Las religiones han sido y siguen siendo instituciones machistas. Todas tienen hombres como cabezas, los rituales principales los dirigen los hombres (curas, pastores, rabinos, imanes), y las mujeres tienen un papel secundario aunque constituyen la mayoría de la feligresía.
Mientras en las instituciones educativas, laborales y políticas se han librado grandes batallas para abrir espacios de participación igualitaria a las mujeres, poco se ha logrado en las religiones.
El cristianismo y el judaísmo tuvieron que convivir desde temprano con la modernidad occidental, y por tanto, moderaron las formas de subordinación de las mujeres. El islam se mantuvo distante, concentrado en países de bajo desarrollo socio-económico, y ha enfrentado mayor dificultad para convivir con la modernidad.
Casi todas las versiones del islam establecen códigos estrictos de encubrimiento del cuerpo de las mujeres. Los hombres, por el contrario, no son sometidos a esas restricciones ni sacrificios. Y es precisamente por los hombres que las mujeres tienen que cubrirse mucho.
Una vez culturalmente asumida la cobertura del cuerpo femenino, hombres y mujeres musulmanes lo justifican en base a la modestia. Cuestionar el código de vestimenta conlleva un alto precio, así que el velo se define como opción, no imposición.
Las normas estrictas del islam han comenzado a cambiar ligeramente con los flujos migratorios de musulmanes hacia países con sistemas políticos democráticos, embarcados en la ampliación de derechos ciudadanos. Pero ahí las mujeres musulmanas encuentran la xenofobia. La vestimenta marca el rechazo hacia ellas.
La burka, que cubre la cara casi completa, ha sido objeto de prohibición en Francia por considerarse un peligro público al no identificarse la persona detrás del velo. Es entendible esta medida por la inseguridad que han generado los atentados. Pero no todas las formas de encubrimiento del cuerpo constituyen una amenaza a la seguridad ciudadana.
La más reciente controversia se ha producido con el burkini, el traje de baño de cuerpo entero que han comenzado a usar algunas mujeres musulmanas para bañarse en la playa sin desafiar radicalmente las reglas del islam.
Desde una óptica, el burkini se percibe como una forma de liberación de esas mujeres que se lanzan a modificar los códigos restrictivos del cuerpo. Desde otra, se ve como una forma más de subordinación de las mujeres.
Interpretar el burkini como un atentado a los valores franceses, llevó en varias ciudades costeras de Francia a prohibir su uso. Por suerte, el Consejo de Estado francés ha rechazado la prohibición bajo el argumento de que el burkini no constituye un peligro y prohibirlo restringe libertades individuales.

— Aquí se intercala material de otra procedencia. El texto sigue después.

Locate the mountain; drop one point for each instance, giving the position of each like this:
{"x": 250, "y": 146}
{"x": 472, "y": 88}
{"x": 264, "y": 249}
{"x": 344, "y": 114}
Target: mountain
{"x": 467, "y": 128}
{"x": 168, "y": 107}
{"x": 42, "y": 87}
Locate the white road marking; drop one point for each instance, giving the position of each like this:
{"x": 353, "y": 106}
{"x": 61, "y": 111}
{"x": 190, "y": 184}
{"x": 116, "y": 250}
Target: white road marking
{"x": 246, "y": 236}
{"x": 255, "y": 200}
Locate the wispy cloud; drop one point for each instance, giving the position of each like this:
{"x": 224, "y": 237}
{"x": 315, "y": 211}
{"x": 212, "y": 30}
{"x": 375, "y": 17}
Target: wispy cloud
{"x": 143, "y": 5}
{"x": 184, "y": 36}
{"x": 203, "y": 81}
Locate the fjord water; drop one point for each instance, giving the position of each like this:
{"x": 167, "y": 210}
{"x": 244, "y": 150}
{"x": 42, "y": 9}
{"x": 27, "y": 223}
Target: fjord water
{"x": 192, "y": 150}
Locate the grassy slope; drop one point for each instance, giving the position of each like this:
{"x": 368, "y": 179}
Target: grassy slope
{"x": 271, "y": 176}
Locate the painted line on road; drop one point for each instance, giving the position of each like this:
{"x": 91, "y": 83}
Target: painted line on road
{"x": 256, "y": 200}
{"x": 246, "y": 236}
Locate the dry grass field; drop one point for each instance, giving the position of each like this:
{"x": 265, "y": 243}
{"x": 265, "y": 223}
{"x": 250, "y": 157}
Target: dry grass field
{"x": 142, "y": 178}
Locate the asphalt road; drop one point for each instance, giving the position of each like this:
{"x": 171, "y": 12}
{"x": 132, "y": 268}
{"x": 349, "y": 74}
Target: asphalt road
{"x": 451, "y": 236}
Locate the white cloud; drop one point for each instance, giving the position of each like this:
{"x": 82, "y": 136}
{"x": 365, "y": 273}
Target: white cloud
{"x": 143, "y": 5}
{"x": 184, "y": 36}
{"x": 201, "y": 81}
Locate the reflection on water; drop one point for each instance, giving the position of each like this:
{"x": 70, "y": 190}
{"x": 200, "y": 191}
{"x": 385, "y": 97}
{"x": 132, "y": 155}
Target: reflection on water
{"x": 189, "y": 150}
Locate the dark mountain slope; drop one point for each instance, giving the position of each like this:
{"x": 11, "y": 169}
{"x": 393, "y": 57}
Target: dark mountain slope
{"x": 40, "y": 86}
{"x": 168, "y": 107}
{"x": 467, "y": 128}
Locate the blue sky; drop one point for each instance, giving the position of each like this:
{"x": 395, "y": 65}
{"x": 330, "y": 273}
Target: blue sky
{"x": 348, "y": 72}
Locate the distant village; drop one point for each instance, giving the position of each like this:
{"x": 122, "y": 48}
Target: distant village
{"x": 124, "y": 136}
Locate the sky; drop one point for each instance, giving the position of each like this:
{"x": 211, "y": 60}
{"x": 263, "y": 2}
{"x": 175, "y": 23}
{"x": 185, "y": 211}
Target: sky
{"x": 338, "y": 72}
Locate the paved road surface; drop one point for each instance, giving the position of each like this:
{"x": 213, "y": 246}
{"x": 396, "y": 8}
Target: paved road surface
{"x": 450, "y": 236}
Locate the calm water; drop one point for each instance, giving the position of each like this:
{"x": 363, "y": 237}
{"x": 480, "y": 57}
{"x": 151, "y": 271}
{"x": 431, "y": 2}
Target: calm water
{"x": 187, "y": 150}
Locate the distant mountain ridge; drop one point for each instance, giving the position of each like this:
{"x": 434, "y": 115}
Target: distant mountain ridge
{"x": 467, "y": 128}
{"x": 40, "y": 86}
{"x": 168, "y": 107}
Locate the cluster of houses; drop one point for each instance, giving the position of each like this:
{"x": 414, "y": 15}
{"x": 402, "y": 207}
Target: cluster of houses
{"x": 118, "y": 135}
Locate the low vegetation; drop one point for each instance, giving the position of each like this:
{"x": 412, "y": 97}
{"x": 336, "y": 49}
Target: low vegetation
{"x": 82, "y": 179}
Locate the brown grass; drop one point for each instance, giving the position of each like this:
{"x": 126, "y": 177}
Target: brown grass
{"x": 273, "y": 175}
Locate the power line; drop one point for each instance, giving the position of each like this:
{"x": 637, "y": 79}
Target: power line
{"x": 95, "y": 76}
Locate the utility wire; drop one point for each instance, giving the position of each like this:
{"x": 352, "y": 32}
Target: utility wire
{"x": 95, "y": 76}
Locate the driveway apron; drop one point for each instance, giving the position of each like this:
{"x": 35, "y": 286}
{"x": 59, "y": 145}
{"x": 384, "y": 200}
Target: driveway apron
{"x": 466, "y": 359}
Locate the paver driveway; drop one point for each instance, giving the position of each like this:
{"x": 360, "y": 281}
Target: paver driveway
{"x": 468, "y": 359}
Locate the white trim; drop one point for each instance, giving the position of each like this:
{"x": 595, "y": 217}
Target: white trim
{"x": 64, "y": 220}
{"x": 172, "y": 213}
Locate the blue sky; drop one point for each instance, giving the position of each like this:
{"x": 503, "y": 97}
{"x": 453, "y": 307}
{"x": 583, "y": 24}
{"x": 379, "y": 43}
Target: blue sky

Un gran desafío del Estado democrático ha sido cómo tolerar los dogmatismos religiosos sin sucumbir ante sus extremismos.
Prohibir el burkini en una playa francesa es tan oprimente como el burkini mismo. Usar un burkini no constituye un peligro para nadie ni restringe los derechos de nadie. Prohibirlo sí.
En el mundo de hoy hay que cuestionar las formas de opresión religiosa, pero también hay que estar vigilante ante las formas de opresión del Estado, aún de aquellas que cuentan con amplio respaldo popular. En la democracia valen igual los derechos de las mayorías y de las minorías.
En la tolerancia de derechos radica el gran desafío de la democracia contemporánea. Si no se logra, caminamos hacia sociedades con mayores niveles de marginación y confrontación.
Termino aquí citando a Rosa Montero: “Nuestro mundo arrastra una honda, espantosa patología sexista que ningunea, tortura y sojuzga a las mujeres”. Y agrego yo: el burkini es una evidencia clara de mujeres atrapadas entre el machismo y la xenofobia.